Another trend is for teachers to obtain grants for STEM programs. STEM programs may take the place of math and science and do not address all state science and math standards. STEM sessions seem to be a chance for free play if the teacher is not serious about using them constructively with purpose. The notion is that STEM programs appeal to the senses of brilliant, gifted students and build an interest in technology in the other students. What happens when the novelty is over? How much science is any student really getting? This seems to be the “spatter paint and hope it sticks” way of teaching.

Research finds that gifted students thrive when they are educated with other gifted students. They are highly curious learners. They enjoy collaborating and getting on with the application of their knowledge. Given the attention throughout their education for their giftedness gives credence to their label and motivates them into further scholarly exploration (National Association for Gifted Children). We need those scholars, don’t we?

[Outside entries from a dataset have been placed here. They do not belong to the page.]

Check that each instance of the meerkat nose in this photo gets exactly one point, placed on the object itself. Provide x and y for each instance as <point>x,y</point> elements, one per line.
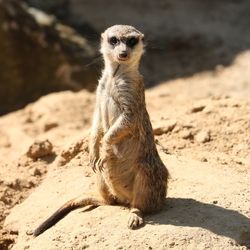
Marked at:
<point>123,54</point>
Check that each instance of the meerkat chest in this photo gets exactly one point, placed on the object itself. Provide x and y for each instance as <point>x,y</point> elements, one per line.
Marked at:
<point>110,106</point>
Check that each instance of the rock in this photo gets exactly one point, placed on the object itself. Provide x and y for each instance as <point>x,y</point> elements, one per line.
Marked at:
<point>186,134</point>
<point>167,127</point>
<point>68,154</point>
<point>203,137</point>
<point>40,149</point>
<point>50,125</point>
<point>197,108</point>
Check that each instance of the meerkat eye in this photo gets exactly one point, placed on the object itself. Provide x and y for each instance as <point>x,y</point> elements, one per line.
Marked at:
<point>113,40</point>
<point>132,41</point>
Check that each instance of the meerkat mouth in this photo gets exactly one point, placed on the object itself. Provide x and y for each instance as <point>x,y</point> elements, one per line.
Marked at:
<point>122,59</point>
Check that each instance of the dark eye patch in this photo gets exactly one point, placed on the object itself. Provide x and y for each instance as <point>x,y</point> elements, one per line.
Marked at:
<point>132,41</point>
<point>113,40</point>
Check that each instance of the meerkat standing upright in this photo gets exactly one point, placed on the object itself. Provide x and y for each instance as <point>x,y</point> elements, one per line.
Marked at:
<point>122,148</point>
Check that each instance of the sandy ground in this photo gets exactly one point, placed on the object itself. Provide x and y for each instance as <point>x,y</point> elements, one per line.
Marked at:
<point>202,129</point>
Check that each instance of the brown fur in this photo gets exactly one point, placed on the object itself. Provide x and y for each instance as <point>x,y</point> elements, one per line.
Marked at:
<point>122,148</point>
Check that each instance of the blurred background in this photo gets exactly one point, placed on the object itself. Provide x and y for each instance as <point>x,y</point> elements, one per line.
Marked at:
<point>52,45</point>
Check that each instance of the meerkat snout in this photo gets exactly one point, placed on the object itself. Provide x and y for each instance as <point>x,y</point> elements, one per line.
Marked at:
<point>122,45</point>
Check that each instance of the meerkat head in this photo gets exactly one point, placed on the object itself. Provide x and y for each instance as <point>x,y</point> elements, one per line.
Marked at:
<point>122,44</point>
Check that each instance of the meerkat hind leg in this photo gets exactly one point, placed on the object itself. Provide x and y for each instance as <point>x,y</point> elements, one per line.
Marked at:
<point>135,219</point>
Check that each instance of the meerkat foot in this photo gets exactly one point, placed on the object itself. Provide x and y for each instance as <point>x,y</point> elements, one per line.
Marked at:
<point>135,219</point>
<point>100,163</point>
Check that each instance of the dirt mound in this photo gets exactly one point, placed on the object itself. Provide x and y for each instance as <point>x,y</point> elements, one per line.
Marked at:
<point>201,125</point>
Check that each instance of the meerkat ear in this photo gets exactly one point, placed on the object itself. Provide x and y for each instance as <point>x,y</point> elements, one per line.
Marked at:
<point>142,37</point>
<point>102,37</point>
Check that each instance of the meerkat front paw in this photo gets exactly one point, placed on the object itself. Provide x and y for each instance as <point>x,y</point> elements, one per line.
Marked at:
<point>135,220</point>
<point>105,155</point>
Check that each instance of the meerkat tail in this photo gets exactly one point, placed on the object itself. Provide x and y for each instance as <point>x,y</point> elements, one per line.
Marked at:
<point>64,210</point>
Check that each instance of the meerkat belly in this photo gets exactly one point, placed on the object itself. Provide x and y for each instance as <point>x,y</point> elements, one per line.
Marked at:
<point>119,176</point>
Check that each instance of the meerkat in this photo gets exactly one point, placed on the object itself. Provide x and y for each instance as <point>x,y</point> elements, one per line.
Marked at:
<point>122,149</point>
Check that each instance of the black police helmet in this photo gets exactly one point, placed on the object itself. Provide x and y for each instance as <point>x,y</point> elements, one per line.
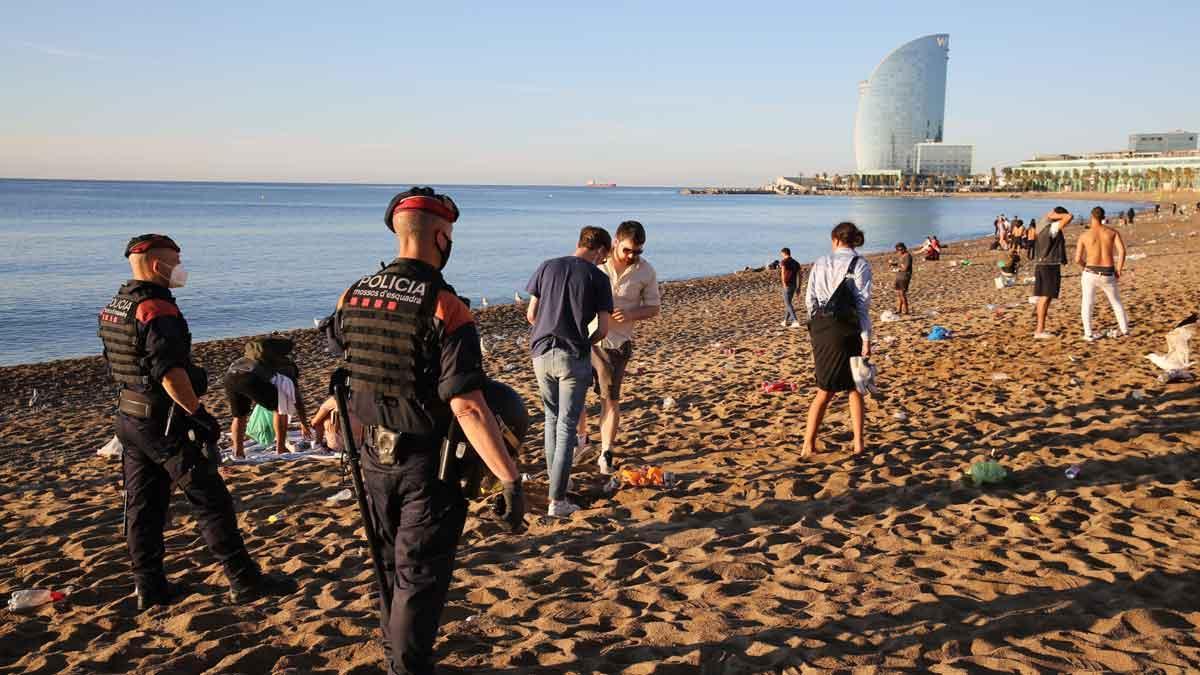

If giftedness is treated half-heartedly or not at all, gifted students will not feel gifted. Without that feeling, motivation is not guaranteed to be at its highest. Don’t we want to continue to foster curiosity in the brightest of minds to their highest level? Would we want an oncologist, environmental scientist, botanist or criminal lawyer not to be on top of their game because they do not feel the significance of their giftedness? Would breakthroughs in knowledge occur?

My advice to all school districts in the United States is to take a second look at how your gifted programs are being conducted. Are all the gifted students getting their due attention throughout their school career? Are you producing bright minds that challenge themselves to learn further on a continual basis? Will you have confidence in their hands in the future, should you need it?